Letters reversing the layoffs arrived in the inboxes of some NIOSH staff a day ahead of House and Senate hearings Wednesday with Health and Human Services Secretary Robert F. Kennedy Jr. where he was expected to face questions about the layoffs.

Health officials and scientists being brought back to work include everyone in NIOSH’s respiratory health division, division of safety research, division of compensation and analysis support and National Personal Protective Technology Laboratory according to an email obtained by CBS News.

“Secretary Kennedy has been working hard to ensure that the critical functions under NIOSH remain intact.
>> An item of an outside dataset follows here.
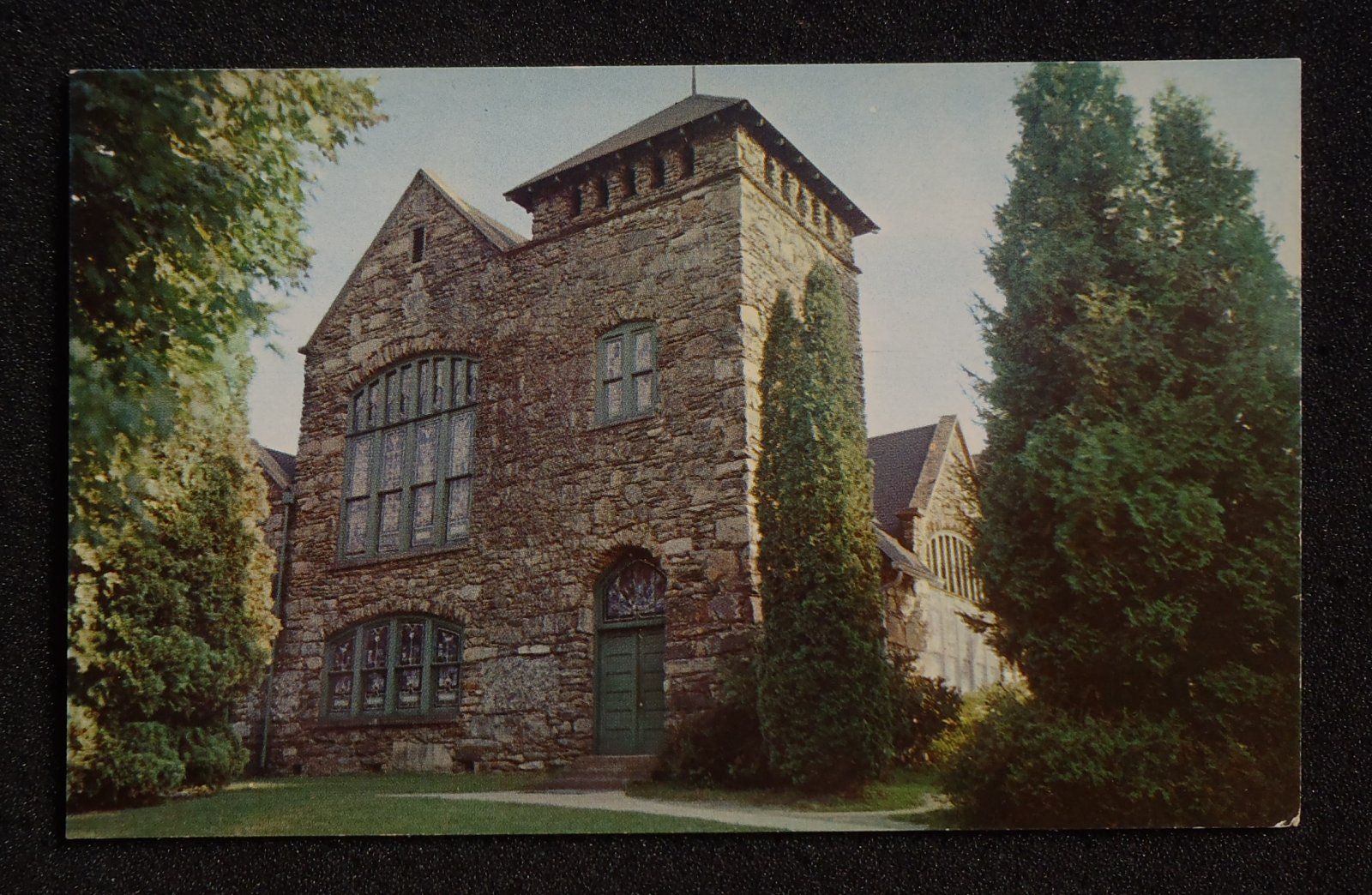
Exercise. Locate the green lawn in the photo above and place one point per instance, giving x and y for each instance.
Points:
(903, 788)
(356, 805)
The Trump Administration is committed to supporting coal miners and firefighters, and under the Secretary’s leadership, NIOSH’s essential services will continue as HHS streamlines its operations,” HHS spokesperson Andrew Nixon said in an email.

A handful of NIOSH staff working in the agency’s World Trade Center Health Program previously had their layoffs reversed, after a second round of cuts at the agency earlier this month. 
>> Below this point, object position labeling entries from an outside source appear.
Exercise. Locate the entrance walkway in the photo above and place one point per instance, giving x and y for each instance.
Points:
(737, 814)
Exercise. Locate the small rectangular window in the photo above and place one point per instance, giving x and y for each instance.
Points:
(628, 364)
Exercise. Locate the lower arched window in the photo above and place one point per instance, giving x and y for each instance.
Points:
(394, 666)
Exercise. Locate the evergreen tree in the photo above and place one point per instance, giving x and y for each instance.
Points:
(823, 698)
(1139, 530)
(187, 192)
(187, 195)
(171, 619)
“While we celebrate with those who received a rescission letter from HHS, I am mindful that others did not. I am hopeful that we can continue to make the case for reinstating everyone at NIOSH,” the agency’s now-reinstated director, Dr. John Howard, wrote in the email.

The reinstatements mean that some NIOSH programs might soon be able to resume, after they were previously hobbled by the layoffs.

For example, the agency’s National Personal Protective Technology Laboratory had been forced to suspend new approvals of equipment like new N95 respirators and protective gear for firefighters after the initial round of cuts on April 1. Investigations of workplace health risks through NIOSH’s Health Hazard Evaluation program were also upended by the layoffs, but staff working in those probes have now been reinstated.

But many workers also remain effectively laid-off at the wide-ranging agency, which functions as the research and testing counterpart to the Department of Labor’s Occupational Safety and Health Administration and Mine Safety and Health Administration.

In NIOSH’s Spokane and Pittsburgh Mining Research Division, laid-off scientists and engineers were called back to work, but only for a few more weeks to wind down their laboratories and research before their layoff notices take effect. Those NIOSH employees have not received letters formally rescinding their layoffs, unlike some of their colleagues.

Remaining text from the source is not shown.